Pubblicata il giorno 7/06/2013

Il nuovo volume di Caracò, collana Teatri di Carta, sarà presentato Mercoledì 12 giugno, ore 17.30 a ‘Libri&Caffè Bistrot letterario’ nel Teatro Mercadante, Piazza Municipio 79

Lanima buona di LucignoloUn libro o un libretto? Tra teatro, narrativa e cinema

Un libro-libretto: non è un gioco di parole ma la vera natura del volume “L’anima buona di Lucignolo”, scritto da Claudio B. Lauri ed edito da Caracò, che sarà presentato mercoledì 12 giugno, alle 17.30, al ‘Libri&caffè Bistrot letterario’ nel Teatro Mercadante.

Libro, perchè è un classico testo da leggere e gustare.
Libretto, perchè contiene il copione originale dell’operetta dark “L’anima buona di Lucignolo.

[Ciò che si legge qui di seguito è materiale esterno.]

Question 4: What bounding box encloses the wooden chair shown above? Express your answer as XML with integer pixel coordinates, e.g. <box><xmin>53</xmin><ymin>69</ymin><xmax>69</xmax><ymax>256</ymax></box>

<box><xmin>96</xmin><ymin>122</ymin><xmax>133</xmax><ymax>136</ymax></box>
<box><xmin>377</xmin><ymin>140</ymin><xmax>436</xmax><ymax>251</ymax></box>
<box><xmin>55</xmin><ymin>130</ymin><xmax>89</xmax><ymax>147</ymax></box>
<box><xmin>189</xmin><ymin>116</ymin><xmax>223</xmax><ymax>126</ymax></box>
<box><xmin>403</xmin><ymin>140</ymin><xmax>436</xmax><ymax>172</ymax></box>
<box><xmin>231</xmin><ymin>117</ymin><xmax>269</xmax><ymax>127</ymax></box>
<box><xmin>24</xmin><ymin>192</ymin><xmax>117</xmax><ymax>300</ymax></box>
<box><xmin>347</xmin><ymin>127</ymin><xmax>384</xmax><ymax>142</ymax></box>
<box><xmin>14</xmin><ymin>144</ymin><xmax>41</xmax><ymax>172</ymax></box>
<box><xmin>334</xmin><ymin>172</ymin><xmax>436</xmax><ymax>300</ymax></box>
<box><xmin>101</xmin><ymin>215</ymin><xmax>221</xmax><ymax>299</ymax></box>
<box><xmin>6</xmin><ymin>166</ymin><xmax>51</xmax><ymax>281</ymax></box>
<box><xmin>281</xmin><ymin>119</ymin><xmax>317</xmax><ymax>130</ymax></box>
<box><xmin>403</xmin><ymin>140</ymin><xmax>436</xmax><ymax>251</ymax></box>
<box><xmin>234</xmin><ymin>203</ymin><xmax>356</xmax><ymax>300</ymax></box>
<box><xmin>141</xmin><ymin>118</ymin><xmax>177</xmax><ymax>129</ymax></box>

Nel ventre del pescecane”, scritta dallo stesso Lauri, diretta da Luca Saccoia e prodotta da Nerosesamo, in scena il 22 e 23 giugno al Teatro Sannazaro per l’E45 Napoli Fringe Festival.

Il volume è la seconda tappa di un progetto ‘modulare’, che toccherà più campi dell’arte: ieri teatro, oggi letteratura, domani, annunciano gli ideatori, cinema. Il libro è disponibile anche in versione ebook in tutti gli store (iTunes, Amazon, Ibs, ecc).

Durante la presentazione del 12 giugno, insieme all’autore e all’interprete interverranno Giulio Baffi, giornalista e direttore artistico di ‘Benevento Città Spettacolo” ed Hilenia De Falco, direttore di Interno 5 e E45 Napoli Fringe Festival.

La storia

Nel ventre scuro di un circo in rovina, tra un binario morto e una discarica di gabbiani monchi, il vecchio Direttore canta, al ritmo del jazz degli animali morenti, la storia dei ciuchini volanti, Pinocchio e Lucignolo, che furono fratelli di sangue e rivali in amore, quel demone che semina discordie e arma gli eserciti. Pinocchio resta però sullo sfondo, in questo spin-off rischiarato appena dal torpore tetro delle lampadine al tungsteno, eco dello splendore di un tempo, memoria e rabbia per un inganno mai sopito. Le macerie del Circo altro non sono che lo scenario ideale dove preparare una resa dei conti, che arriva fatale e puntuale a coronare un rito di iniziazione puberale mancato, forse perché nato sotto una falsa fede, una sorta di onolatria viscerale, dove la tracotanza acceca tutti, ma dove tutti perdono.